The temple complex at Shirdi not just radiates spiritual energy. These days it also radiates solar energy.
The Shirdi shrine has joined two other spiritual centres, Tirupati in Andhra Pradesh and Brahma Kumari Spiritual Trust in Rajasthan’s Mount Abu, where solar systems cook prasadam for devotees.
The 73 parabolic antennas mounted atop the roof of the kitchen complex of Sri Sai Baba Sansthan in Shirdi constitute the world’s largest solar steam system that cooks food for 20,000 devotees daily. Though the antennas have been in place since January 8, the entire solar cooking system was inaugurated by Union Minister for New and Renewable Energy Farooq Abdullah on Thursday.
Besides ushering in an environment-friendly power arrangement, the solar cooking system has added to the kitchen at Shirdi efficiency. The prasadam production for thousands of devotees saves Rs 10,500 per day on LPG, Shirdi officials told Deccan Herald.
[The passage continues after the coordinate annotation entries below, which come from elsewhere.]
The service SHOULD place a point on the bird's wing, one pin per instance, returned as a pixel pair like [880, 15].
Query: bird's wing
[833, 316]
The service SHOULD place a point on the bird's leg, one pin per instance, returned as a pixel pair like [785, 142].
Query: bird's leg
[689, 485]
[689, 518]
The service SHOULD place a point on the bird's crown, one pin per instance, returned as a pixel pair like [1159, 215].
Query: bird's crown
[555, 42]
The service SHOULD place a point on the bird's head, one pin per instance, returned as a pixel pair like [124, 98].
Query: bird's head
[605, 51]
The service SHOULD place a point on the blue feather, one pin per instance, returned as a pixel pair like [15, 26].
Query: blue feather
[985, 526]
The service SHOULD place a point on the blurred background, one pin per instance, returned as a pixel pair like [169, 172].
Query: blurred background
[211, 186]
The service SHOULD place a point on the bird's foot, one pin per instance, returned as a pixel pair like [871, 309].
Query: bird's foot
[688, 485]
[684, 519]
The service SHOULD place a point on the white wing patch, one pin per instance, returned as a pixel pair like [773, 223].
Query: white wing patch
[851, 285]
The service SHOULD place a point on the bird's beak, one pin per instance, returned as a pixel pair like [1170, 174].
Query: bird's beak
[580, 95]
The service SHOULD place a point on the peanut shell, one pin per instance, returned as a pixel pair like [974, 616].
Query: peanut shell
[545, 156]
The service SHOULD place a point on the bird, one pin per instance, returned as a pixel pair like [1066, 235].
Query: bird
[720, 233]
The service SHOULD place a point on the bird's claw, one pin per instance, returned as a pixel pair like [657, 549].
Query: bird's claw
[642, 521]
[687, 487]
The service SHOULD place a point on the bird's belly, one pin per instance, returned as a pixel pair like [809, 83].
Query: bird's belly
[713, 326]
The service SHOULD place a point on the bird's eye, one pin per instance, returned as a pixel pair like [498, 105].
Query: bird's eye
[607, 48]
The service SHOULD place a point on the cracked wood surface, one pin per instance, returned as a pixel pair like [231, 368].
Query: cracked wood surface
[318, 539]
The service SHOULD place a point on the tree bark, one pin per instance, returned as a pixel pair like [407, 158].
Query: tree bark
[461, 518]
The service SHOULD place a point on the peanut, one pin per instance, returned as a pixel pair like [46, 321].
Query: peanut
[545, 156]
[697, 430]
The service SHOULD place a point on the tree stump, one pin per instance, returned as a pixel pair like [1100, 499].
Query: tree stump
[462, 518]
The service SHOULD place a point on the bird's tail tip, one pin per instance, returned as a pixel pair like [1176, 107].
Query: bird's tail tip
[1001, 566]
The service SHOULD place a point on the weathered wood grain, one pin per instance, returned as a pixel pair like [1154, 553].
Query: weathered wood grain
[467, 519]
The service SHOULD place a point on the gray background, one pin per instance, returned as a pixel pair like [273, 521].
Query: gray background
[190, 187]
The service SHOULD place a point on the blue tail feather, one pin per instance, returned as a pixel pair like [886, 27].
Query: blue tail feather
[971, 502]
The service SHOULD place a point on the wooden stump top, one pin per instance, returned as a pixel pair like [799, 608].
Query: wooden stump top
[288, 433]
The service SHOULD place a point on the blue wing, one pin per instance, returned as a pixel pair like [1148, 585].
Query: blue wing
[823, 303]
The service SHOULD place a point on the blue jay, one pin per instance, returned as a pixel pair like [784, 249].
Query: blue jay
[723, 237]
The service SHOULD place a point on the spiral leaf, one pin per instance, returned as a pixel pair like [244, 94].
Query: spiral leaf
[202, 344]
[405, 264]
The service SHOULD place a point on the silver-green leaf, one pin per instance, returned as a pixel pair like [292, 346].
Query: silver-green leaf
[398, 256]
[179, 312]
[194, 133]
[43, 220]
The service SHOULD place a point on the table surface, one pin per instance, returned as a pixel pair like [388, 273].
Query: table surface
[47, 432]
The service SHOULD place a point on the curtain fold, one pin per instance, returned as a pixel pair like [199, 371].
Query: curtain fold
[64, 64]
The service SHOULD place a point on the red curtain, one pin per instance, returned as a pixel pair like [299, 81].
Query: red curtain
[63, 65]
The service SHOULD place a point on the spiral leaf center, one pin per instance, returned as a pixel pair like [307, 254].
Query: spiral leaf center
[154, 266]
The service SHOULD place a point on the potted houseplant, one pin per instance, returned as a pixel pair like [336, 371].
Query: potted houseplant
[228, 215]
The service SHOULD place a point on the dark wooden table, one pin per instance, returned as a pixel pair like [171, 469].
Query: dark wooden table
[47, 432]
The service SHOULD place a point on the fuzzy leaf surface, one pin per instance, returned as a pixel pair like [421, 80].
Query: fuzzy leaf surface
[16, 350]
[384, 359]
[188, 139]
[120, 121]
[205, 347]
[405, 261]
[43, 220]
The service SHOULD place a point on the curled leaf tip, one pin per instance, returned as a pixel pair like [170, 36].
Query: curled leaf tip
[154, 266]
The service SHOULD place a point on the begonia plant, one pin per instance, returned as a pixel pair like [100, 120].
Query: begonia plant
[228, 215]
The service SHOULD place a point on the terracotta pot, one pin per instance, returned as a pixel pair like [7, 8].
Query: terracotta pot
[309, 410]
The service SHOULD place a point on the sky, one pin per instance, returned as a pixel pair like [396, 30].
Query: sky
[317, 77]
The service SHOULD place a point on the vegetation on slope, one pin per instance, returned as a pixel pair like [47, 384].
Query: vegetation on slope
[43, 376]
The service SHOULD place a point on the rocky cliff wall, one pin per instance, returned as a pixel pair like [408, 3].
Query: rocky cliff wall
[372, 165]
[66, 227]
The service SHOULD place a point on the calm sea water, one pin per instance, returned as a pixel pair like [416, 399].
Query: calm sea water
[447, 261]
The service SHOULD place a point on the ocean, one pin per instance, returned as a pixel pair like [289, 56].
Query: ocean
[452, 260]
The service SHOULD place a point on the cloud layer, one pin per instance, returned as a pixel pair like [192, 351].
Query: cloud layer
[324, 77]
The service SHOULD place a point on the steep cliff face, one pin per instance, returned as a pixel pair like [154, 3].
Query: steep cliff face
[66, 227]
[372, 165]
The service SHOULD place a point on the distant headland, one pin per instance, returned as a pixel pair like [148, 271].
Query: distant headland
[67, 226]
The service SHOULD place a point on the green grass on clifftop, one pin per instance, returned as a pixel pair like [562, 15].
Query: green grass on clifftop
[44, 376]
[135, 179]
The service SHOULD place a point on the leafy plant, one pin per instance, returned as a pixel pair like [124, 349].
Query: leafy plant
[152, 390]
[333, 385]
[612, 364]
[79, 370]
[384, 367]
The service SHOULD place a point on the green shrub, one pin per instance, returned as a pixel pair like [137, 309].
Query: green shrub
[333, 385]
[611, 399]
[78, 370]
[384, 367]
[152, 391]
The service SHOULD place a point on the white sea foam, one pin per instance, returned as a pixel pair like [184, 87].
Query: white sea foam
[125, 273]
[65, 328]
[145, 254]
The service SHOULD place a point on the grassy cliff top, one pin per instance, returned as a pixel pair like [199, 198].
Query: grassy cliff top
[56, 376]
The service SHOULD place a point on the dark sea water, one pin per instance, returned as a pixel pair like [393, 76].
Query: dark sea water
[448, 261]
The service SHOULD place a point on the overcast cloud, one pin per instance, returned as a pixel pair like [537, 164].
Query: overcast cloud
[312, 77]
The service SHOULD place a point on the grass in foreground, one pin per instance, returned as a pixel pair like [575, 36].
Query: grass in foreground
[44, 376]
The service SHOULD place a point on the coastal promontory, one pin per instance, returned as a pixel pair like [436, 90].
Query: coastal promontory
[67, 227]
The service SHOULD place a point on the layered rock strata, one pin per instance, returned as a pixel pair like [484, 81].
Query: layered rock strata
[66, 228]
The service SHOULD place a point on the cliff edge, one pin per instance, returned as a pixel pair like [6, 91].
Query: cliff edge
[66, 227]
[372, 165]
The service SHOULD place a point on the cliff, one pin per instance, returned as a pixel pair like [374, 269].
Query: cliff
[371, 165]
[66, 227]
Since a back up stock of LPG is kept for the lean days, the annual savings translates to about 100,000 kg of LPG, which is nearly Rs 2,000,000 per year. The system exploits sunlight to generate 3500 kg of steam daily for cooking.
While the antennas – each 16 sq mt – were put up in January, the steam generator came alive in June, Shirdi officials said. The system costs Rs 133 lakh out of which the Ministry provided a Rs 58.40 lakh subsidy. The temple had a smaller system of 40 dish antennas, which were found inadequate to deal with increasing pilgrim pressure.
The first Indian institution to employ the solar cooking system was the Brahma Kumari Spiritual Trust at Mount Abu where the mechanics were employed in 1997 to cook food for 1,000 persons a day. Two years later, the system’s capacity was increased to cater to 10,000 people.
Encouraged by the success, the Centre promoted more large solar cooking systems. There are similar systems in Tirupathi in Andhra Pradesh and Satyabama University in Chennai, each of which prepares food for 15,000 people daily.
Steam cooking is clean, efficient and hygienic, especially when food is cooked for large numbers of people. The Shirdi system has been designed in a way so it can generate steam for cooking even in the absence of electricity to run the feed-water pump for circulating water in the system.
The antennas concentrate solar rays to generate steam with temperature ranging between 550 and 600 degrees Celsius. With an automated tracking system, the dishes rotate continuously along with the movement of the sun, always concentrating the solar rays on the receivers.
Every morning, the antennas are required to be turned manually in line with the position of the sun, a process which is completed when automatic tracking takes over. As the solar system is hooked up with boilers, it can take care of a few non-sunshine hours. But a back up is needed for prolonged spell of rainy and cloudy days.